On November 13, 2023, the Protocol for the Protection of the Caspian Sea against Pollution from Land-based Sources and Activities to the Tehran Convention (the Moscow Protocol) entered into force. The Moscow Protocol provides a series of measures to prevent, control, reduce and eliminate pollution of the Caspian Sea. It establishes important regulations on emission controls, emission limit values, best environmental practices applied and environmental quality objectives to strive (to download the Moscow Protocol).
The document also enshrines the desire of Caspian countries to pursue the sustainable use of natural resources of the Caspian Sea as integral part of the development process, meeting the needs of present and future generations in an equitable manner.

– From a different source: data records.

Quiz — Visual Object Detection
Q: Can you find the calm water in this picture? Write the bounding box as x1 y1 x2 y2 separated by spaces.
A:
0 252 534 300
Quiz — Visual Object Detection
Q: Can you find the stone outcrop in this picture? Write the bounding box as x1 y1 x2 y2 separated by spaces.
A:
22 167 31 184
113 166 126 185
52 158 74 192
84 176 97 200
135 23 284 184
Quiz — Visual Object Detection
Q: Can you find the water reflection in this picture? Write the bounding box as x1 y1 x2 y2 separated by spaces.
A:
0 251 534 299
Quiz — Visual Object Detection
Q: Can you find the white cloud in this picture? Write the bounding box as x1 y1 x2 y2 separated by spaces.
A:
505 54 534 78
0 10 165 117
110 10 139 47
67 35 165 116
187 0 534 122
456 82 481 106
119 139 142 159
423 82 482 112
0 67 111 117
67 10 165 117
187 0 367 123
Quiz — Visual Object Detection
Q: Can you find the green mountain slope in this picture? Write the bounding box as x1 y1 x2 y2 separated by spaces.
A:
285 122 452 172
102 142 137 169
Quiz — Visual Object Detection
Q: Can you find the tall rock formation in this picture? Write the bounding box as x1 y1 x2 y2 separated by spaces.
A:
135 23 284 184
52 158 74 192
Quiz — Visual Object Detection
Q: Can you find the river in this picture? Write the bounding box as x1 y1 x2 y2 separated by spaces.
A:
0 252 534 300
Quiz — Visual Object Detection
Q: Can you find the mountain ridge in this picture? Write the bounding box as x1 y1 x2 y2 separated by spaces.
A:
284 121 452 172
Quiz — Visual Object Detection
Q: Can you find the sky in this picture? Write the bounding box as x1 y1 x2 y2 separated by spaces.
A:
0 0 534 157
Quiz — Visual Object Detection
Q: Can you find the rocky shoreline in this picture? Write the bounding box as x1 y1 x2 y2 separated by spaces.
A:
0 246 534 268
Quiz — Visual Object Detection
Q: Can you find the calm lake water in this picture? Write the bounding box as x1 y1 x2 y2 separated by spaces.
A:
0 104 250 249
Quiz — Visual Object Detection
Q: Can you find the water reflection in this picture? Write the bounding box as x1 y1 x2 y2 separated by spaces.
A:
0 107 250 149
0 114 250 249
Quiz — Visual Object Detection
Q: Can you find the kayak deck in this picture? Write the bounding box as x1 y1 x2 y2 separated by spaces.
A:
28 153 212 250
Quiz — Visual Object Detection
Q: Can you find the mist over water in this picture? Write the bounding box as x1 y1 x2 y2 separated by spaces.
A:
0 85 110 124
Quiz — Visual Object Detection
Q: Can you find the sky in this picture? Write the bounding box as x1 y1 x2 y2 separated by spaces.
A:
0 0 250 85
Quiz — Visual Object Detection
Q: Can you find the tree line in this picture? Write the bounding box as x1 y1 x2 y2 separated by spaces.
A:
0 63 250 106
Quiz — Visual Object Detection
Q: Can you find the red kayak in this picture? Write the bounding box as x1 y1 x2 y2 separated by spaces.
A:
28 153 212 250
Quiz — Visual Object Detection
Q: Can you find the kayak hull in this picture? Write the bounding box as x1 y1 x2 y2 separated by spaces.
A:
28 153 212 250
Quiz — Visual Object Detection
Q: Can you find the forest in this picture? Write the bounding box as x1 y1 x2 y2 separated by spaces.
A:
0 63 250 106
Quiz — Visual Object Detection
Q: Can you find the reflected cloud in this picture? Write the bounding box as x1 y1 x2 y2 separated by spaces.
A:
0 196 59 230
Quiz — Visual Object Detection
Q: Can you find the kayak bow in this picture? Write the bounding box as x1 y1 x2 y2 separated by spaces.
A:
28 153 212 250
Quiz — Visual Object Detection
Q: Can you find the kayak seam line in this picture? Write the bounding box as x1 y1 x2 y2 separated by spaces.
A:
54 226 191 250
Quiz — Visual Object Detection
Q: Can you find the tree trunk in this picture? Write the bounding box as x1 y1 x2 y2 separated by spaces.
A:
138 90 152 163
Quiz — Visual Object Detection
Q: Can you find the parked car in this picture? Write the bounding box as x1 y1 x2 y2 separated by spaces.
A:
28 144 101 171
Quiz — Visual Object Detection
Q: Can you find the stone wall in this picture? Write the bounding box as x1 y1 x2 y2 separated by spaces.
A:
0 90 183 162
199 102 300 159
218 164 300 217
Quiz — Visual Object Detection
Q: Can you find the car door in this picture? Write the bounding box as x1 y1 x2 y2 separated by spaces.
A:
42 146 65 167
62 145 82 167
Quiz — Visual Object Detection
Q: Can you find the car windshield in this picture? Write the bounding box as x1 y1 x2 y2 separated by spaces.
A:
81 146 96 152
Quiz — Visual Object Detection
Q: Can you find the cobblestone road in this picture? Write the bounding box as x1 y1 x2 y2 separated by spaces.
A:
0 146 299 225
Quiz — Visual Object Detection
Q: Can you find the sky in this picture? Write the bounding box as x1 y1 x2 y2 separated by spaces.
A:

The entering into force and beginning of its implementation is an important stage in restoration and comprehensive protection of the Caspian ecosystem vulnerable to pollution.
“Nature knows no boundaries, and preserving the unique ecosystems of the Caspian Sea, which coastline belongs to five states, is a very difficult task for a Caspian country, acting alone. Therefore, today we are strengthening international cooperation in the Caspian Sea. This is important, among other things, for preserving the populations of red listed animals – the Caspian seal and the saiga, which migrates on sea ice in winter,” Alexander A. Kozlov, Minister of Natural Resources and Ecology of the Russian Federation, had commented on the completion of the Moscow Protocol ratification.
The Moscow Protocol is already the second protocol to the Tehran Convention entered into force. The first one was the Protocol Concerning Regional Preparedness, Response and Co-operation in Combating Oil Pollution Incidents (the Aktau Protocol), which entered into force in 2016. Negotiations are also currently underway for the fifth protocol to the Tehran Convention (the Protocol on Monitoring, Assessment and Information Exchange).